Казалось, телефон вот-вот зазвонит.
— Отец умер, — говорит мама совершенно спокойным голосом, — во всем виноваты вы.
— Мамочка, ты чего? Что случиииииииилось?
— Ничего. Он просто умер, понимаешь? Скончался.
— Ну ладно, — сказал я, — давай, пока.
Но телефон лежит там, где и лежал все время.
Чайка берет трубку и говорит:
Алло? А! Ну что там, мам?
Ага, ну хорошо тогда.
Он кладет телефон на стол, достает с кармана свою бабочку и режет себе запястье, глубоко вгоняя лезвие. Кровь хлыщет на штаны, на диван, оставляя красные, почти черные пятна.
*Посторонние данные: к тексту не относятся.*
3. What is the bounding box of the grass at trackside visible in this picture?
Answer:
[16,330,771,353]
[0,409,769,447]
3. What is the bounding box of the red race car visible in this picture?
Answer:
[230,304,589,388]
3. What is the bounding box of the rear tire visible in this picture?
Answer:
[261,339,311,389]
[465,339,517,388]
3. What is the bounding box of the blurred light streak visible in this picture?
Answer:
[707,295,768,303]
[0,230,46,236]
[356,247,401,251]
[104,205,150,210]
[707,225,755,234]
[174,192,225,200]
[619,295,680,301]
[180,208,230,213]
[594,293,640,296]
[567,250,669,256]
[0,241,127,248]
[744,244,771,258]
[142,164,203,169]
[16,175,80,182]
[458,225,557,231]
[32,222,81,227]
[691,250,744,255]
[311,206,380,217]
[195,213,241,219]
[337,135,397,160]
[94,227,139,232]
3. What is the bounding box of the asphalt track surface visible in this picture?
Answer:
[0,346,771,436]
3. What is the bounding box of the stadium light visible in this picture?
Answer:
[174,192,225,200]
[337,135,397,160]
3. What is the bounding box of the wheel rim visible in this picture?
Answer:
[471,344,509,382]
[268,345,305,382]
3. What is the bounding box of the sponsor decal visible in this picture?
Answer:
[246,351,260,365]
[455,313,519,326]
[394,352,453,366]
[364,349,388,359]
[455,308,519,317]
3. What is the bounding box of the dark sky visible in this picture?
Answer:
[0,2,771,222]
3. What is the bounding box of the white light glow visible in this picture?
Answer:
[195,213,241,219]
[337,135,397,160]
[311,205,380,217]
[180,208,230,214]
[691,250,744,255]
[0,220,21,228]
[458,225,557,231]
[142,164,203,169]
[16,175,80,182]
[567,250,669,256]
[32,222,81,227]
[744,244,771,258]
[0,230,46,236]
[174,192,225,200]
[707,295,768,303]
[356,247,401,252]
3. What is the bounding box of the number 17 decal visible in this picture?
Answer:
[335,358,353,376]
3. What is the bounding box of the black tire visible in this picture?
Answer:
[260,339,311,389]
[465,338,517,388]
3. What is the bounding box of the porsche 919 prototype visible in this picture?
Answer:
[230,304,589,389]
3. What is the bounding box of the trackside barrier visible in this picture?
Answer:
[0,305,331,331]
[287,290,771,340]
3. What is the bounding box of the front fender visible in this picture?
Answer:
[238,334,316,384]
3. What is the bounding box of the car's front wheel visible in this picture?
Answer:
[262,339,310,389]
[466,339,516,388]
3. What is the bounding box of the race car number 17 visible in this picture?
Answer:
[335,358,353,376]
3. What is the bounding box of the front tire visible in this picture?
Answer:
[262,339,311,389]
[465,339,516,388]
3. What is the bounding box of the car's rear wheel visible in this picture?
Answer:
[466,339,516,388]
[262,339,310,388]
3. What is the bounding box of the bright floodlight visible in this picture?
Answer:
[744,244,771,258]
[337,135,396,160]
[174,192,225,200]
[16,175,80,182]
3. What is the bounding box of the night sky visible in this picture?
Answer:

Но лицо его никак не меняется, он все так же смотрит дурацкое шоу и не говорит ни слова.
Но телефон остается на прежнем месте.
Чайка переключает идиотскую передачу на еще более идиотский сериал.
А потом телефон действительно зазвонил. И Чайка тут же схватил трубку:
— Алло? — почти что шепотом проговорил он.
Я не слышал, что говорили на другой стороне провода, я просто смотрел на лицо Чайки, надеясь узнать все по его эмоциям.
— А когда нам можно будет приехать?
На его лице появились еле заметные очертания улыбки.
— Ничего себе. А как он сейчас?
Значит, все хорошо. Мама не кричит, иначе я бы слышал ее даже сюда, а еще это значит, что с отцом все в порядке, если Ч. спрашивает как он там.
Теперь улыбнулся и я.
— Хорошо, мам. Звони если что. А отцу говори, чтобы скорее поправлялся.
Он положил трубку обратно на стол, потом подошел к шкафчику возле телевизора, достал оттуда отцовский револьвер и сказал, приставляя дуло к виску:
— Это я во всем виноват.
Но ведь все было хорошо. Поэтому револьвер так и остался лежать там, где и должен. Если бы он вообще существовал, конечно.
— У отца был сердечный приступ, но мама говорит, что с ним все будет нормально.
— Серьезно?
— Ага, — говорит он, широко улыбаясь, — но мама еще побудет с ним некоторое время.